Outcast_Searcher wrote:vtsnowedin wrote:A lot of people seeing Trump decline in the polls will not risk demonstrating now with Covid as they prefer to just wait him out. This pulling statues down is getting out of hand with statues of Jefferson and Teddy Roosevelt being targeted. The vandals are not students of history. If they were they would know that TR got into political trouble for having Booker T. Washington (a black man) come to a White house dinner in 1901. The uproar kept that from happening again for thirty years.

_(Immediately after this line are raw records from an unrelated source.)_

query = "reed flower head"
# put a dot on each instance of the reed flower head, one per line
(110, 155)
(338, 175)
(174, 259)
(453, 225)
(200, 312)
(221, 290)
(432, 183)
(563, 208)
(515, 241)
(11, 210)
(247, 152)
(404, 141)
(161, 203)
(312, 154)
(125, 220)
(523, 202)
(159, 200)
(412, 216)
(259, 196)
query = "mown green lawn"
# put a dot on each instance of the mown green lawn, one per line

So Jefferson owning slaves isn't relevant in the current "Black Lives Matter" movement? Or that Teddy Roosevelt was clearly a racist?
You're ON the internet for crissakes. It's not hard to check on such things.
But pretending to be a "student of history" instead of knowing what you're talking about shows, what? A bluff?
Outcast_Searcher wrote:So don't actually CHECK on anything racist Teddy Roosevelt said, or make any counterclaim based on fact or anything. Just state you don't "think" I have any evidence.
Well, here's an example:
https://www.wbur.org/hereandnow/2019/03 ... -100-yearsTheodore Roosevelt was an environmentalist and progressive social reformer who laid the groundwork for the modern Democratic party. But he was also an advocate for white nationalism and eugenics.
Actually old chap I own and have read several books written by TR himself.( Not the ghost writers employed today).
I note you choose not to post this clip from the same article.“I think his legacy was in constructing a modern liberalism that would come to full fruition in the presidency of his cousin [Franklin D. Roosevelt],” Gerstle tells Here & Now’s Jeremy Hobson. “The idea that one could not allow private wealth to accumulate without regulation; that the government had a role to play in regulating the economy; that it had a role to play in evening the playing field between the rich and the poor.”
vtsnowedin wrote:Outcast_Searcher wrote:So don't actually CHECK on anything racist Teddy Roosevelt said, or make any counterclaim based on fact or anything. Just state you don't "think" I have any evidence.
Well, here's an example:
https://www.wbur.org/hereandnow/2019/03 ... -100-yearsTheodore Roosevelt was an environmentalist and progressive social reformer who laid the groundwork for the modern Democratic party. But he was also an advocate for white nationalism and eugenics.
Actually old chap I own and have read several books written by TR himself.( Not the ghost writers employed today).
I note you choose not to post this clip from the same article.“I think his legacy was in constructing a modern liberalism that would come to full fruition in the presidency of his cousin [Franklin D. Roosevelt],” Gerstle tells Here & Now’s Jeremy Hobson. “The idea that one could not allow private wealth to accumulate without regulation; that the government had a role to play in regulating the economy; that it had a role to play in evening the playing field between the rich and the poor.”
Doing a bit of cheery picking I see.
I might also note that TR actually lived and worked in North Dakota for a time and his opinions about native Americans came from first hand knowledge not the internet.
Outcast_Searcher wrote:Speaking of cherry picking, make a spurious argument. Don't of course, acknowledge the clear racism.
The first black degree recipients were: Edwin C. J. Howard (Medicine), George L. Ruffin (Law), Robert T. Freeman (Dental) all in 1869. Ruffin and Freeman were the first blacks awarded their respective degrees in the country.
The first Harvard College A.B. was awarded to Richard T. Greener in 1870. He went on to become a philosophy professor, law school dean and foreign diplomat.